El mundo cada día tiene más
seguidores de la mentira, empleados a fondo para cubrir el
rostro de tantas falsedades, para borrar el rastro de tantos
fingimientos, y de este modo parezca verdad lo que es
hipocresía, disimulando las trampas y ocultando los
propósitos. La incoherencia nos gobierna adoctrinándonos en
la insensibilidad. Las vías de la ficción son tan largas
como anchas, hasta el punto que nos dejan sin abecedario
para poder expresar cuán necesaria es la regeneración de
esta tribu. Por una parte, se pone de manifiesto un mayor
reconocimiento de la necesidad de crear sociedades y
economías que sean ecológicas; y, en cambio, se olvida que
entre las víctimas del aluvión de inútiles contiendas, está
nuestro propio hábitat, que es torturado como jamás, cada
vez que se queman los cultivos, que los bosques son talados,
que los suelos son envenados o que los mismos pozos de agua
se contaminen.
Ciertamente, en esta mundanidad que soportamos, tenemos gran
cosecha de farsantes revestidos de pregoneros, con promesas
falsas que engañan a la gente, que incitan al odio, a la
rivalidad y a la rebelión. Son organizadores de
levantamientos que parecen allanarnos el camino y lo que nos
causan es un daño irreparable en nuestro propio avance
humano hacia el bien colectivo y la familiaridad como
horizonte. Las escenas de personas comprimidas en un tren es
un claro modelo de que los refugiados no son tratados como
seres humanos, como parte de nuestra familia. Tantas veces
se nos llena la boca de auxiliar a las sociedades de todos
los continentes, a crear y participar conocimientos; y, sin
embargo, la insolidaridad es manifiesta. No podemos ser
solidarios, porque el mismo sistema productivo insta a un
estilo egoísta y competitivo de vida. Si en lugar de
pregonar tanto, nos donásemos más, sí cada uno hiciese lo
que le corresponde, si todos pusiésemos en el centro a
nuestro semejante y no al dinero, verían como el compartir
fraterno se volvería una realidad.
Está visto, en consecuencia, que el mayor ferrocarril del
mundo es el de las vías anchas y largas de la maldita
mentira; el arsenal no puede estar más poblado, nos desborda
con su retahíla de peligros. Que se lo digan a los
activistas de derechos humanos, que afrontan cada vez más
riesgos en la medida que destapen la auténtica verdad,
siendo en tantas ocasiones detenidos de manera arbitraria,
torturados e incluso asesinados. No podemos silenciar lo que
es evidente. La verdad se ha corrompido tanto con la doblez
del ciudadano como con la pasividad o indiferencia
ciudadana. Nos llena de tristeza, pues, que los ojos de un
niño crezcan a la sombra de la soberbia y de la mentira.
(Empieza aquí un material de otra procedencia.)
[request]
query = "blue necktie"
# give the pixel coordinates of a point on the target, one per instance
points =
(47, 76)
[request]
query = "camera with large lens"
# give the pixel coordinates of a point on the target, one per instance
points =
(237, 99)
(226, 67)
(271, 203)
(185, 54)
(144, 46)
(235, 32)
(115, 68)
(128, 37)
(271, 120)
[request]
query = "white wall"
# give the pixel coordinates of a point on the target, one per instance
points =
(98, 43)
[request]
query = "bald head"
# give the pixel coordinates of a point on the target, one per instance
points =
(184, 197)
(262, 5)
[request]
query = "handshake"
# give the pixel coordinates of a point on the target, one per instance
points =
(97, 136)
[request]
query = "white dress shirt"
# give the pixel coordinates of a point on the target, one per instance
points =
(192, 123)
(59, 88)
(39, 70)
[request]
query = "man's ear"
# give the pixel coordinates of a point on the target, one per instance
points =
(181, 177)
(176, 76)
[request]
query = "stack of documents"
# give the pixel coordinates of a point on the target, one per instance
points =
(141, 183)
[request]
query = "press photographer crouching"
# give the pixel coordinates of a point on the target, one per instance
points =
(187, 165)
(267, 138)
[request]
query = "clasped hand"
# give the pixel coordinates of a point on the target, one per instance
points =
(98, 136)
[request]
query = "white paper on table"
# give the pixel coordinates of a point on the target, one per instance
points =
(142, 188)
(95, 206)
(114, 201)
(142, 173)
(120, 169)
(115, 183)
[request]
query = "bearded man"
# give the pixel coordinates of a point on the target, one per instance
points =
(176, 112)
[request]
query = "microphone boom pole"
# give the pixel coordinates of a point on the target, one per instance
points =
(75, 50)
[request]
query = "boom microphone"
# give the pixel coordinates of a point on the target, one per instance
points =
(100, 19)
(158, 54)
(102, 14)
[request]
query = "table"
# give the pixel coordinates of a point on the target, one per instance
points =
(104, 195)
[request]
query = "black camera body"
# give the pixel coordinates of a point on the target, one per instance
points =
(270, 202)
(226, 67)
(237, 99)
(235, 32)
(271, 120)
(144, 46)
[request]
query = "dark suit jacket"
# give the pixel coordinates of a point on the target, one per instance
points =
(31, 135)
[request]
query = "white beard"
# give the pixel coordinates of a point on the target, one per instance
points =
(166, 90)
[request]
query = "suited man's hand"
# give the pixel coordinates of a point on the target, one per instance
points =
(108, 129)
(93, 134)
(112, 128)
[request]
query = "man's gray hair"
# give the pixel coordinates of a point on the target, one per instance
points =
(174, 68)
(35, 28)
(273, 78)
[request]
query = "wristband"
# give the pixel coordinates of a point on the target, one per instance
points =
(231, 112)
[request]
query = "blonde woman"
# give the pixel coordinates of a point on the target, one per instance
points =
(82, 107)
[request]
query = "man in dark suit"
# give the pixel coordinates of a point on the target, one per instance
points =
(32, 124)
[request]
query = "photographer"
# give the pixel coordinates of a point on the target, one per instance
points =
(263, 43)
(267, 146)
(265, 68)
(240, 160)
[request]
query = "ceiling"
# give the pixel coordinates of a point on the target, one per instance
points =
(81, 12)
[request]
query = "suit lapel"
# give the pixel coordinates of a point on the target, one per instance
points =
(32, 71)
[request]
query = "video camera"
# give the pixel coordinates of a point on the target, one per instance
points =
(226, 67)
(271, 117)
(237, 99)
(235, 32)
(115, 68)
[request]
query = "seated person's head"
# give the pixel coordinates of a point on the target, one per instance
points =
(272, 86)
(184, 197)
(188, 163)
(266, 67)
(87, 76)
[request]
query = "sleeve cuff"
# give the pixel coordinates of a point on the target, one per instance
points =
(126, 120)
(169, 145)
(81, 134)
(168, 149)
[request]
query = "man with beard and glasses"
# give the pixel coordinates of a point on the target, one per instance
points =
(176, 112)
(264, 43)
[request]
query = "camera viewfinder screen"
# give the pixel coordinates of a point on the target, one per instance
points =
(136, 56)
Crecer sin verdad es como entregar el alma a la necedad y
arrogancia, pues suprimido el amor de la inocencia, el amor
dentro de uno mismo, nuestra propia visión se convierte en
odio al adversario, aunque sea de nuestro específico linaje.
Para desdicha nuestra, cuando no se respeta ni el propio
derecho natural, la posibilidad de buscar la verdad
libremente, dentro de los límites del orden moral y del bien
colectivo, queda reducida a nada, ya que todo se somete e
impone. Así, los ciudadanos de todo el planeta, son cada vez
más conscientes de la ausencia de dignidades humanas más
allá de la letra impresa, advirtiendo retrocesos
verdaderamente alarmantes, pues son muchos los ciudadanos
que no pueden gozar de su criterio propio, y aunque ansían
ser guiados por su conciencia del deber, en realidad son
movidos por la coacción. La verdad no admite ambigüedades y
es lo que es, aunque no se reconozca actualmente, en la
medida que nos armoniza y nos sosiega. De ahí la importancia
de hacer leyes tan justas como auténticas, o sea, directas
en la defensa de las libertades fundamentales. En este
sentido, un grupo de expertos de Naciones Unidas, acaba de
advertir sobre la imprecisión de una nueva ley sobre
terrorismo en Brasil. Es tan solo un ejemplo reciente, de
las muchas contrariedades que a diario se nos sirven desde
las bandejas del poder a la sociedad, y que suele caminar en
detrimento de la defensa de los derechos de minorías,
religiosos, laborales y políticos, sabiendo que no hay mayor
mentira que la verdad mal entendida.